Sania terkejut. "Kamu serius?"
"Apa yang kita lakukan sekarang lebih berbahaya. Kita terlalu dekat. Kita bisa jatuh ke dalam dosa. Aku takut, Sania. Aku takut Allah murka."
Sania menunduk. Kata-kata Arfan benar. Cinta yang tidak terikat halal akan semakin mudah tergelincir. Tapi...
"Orang tua kita?"
"Mungkin mereka akan marah. Mungkin mereka akan kecewa. Tapi aku yakin, seiring waktu, mereka akan menerima."
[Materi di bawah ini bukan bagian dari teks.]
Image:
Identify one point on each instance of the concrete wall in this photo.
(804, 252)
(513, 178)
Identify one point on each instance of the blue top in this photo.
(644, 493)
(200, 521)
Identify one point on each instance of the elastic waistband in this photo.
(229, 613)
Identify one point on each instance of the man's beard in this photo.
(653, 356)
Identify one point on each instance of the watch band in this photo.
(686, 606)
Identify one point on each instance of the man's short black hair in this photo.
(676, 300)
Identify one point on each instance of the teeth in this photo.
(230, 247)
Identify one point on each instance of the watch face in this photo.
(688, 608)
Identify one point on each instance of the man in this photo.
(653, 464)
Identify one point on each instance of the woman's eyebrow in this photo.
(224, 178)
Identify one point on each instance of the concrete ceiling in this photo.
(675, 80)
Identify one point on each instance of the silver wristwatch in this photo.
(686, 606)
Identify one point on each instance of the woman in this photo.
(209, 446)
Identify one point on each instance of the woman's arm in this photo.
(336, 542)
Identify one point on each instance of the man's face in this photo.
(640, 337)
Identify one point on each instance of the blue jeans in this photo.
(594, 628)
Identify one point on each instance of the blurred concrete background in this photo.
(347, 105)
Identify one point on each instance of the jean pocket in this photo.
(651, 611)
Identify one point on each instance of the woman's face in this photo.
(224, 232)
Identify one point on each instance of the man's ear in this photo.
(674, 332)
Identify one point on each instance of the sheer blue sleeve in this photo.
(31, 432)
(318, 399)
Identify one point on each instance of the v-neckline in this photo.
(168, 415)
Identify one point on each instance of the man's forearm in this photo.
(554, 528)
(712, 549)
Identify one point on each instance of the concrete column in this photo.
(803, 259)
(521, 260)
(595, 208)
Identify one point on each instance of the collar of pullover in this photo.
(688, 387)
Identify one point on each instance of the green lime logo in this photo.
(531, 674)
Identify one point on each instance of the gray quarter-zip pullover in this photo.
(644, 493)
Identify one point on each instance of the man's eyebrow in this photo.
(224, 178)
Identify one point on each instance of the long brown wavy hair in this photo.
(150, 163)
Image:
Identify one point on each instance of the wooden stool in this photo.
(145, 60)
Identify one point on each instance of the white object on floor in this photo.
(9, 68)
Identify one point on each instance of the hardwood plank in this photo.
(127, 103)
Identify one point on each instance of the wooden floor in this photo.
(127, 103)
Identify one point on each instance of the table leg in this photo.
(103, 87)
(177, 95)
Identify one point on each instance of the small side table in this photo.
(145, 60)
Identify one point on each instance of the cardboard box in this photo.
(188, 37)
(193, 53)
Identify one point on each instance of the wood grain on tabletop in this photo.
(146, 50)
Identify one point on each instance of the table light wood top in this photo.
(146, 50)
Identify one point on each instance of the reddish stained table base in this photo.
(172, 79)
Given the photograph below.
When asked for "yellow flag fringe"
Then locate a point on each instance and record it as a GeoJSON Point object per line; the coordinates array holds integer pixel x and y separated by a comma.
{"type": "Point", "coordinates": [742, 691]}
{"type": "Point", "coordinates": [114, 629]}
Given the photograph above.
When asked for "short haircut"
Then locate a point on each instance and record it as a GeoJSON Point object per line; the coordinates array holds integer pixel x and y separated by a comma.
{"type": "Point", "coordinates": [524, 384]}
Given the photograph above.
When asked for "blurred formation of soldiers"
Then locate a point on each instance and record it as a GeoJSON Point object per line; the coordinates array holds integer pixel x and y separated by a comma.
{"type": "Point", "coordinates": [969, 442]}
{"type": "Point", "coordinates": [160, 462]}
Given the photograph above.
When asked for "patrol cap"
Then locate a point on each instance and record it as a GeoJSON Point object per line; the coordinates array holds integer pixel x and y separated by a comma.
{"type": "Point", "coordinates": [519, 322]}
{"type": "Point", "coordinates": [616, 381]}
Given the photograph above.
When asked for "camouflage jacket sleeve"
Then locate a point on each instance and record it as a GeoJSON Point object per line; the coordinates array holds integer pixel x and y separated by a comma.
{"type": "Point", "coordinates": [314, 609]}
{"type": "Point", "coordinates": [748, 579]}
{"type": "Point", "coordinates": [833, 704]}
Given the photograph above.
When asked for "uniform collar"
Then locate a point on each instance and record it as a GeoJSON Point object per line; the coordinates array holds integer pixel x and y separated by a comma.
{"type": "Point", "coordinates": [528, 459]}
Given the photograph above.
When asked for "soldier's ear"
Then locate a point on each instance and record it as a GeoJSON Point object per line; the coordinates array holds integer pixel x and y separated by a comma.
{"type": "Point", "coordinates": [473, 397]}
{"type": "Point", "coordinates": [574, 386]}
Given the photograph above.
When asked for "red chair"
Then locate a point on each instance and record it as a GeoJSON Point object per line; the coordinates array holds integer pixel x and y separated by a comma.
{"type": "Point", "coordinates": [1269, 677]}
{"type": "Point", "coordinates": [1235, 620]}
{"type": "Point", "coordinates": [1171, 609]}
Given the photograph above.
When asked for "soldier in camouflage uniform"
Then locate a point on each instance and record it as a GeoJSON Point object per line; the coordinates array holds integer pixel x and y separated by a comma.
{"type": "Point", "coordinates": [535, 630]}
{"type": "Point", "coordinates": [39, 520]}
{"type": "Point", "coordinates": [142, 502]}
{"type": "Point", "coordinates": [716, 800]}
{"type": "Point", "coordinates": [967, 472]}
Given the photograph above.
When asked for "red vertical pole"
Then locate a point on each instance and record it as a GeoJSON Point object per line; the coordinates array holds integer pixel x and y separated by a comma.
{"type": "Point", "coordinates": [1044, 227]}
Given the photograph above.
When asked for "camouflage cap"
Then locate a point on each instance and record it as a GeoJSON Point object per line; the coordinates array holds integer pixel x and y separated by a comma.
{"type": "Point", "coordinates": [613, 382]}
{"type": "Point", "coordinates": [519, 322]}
Air mata Sania jatuh. Ini bukan keputusan mudah. Tapi ini juga bukan tentang keinginan mereka semata. Ini tentang menjaga kehormatan, tentang menjalani hidup sesuai tuntunan.
"Bismillah," bisik Sania.
***
Hari itu, di sebuah masjid kecil, mereka menikah. Tanpa pesta mewah, tanpa gemerlap dekorasi. Hanya dengan saksi, wali, dan doa-doa yang melangit. Tidak ada senyum dari orang tua. Tidak ada restu yang mengiringi. Tapi mereka percaya, seiring waktu, ridho itu akan datang.
Namun, hari pertama pernikahan mereka tidak semanis yang dibayangkan. Telepon Sania penuh dengan pesan marah dari keluarganya. Ibunya menangis, ayahnya tidak mau bicara. Begitu pula dengan keluarga Arfan.
Hari-hari berikutnya diwarnai air mata. Sania merindukan keluarganya. Arfan merasa bersalah. Tapi mereka saling menguatkan. Saling mengingatkan bahwa niat mereka suci.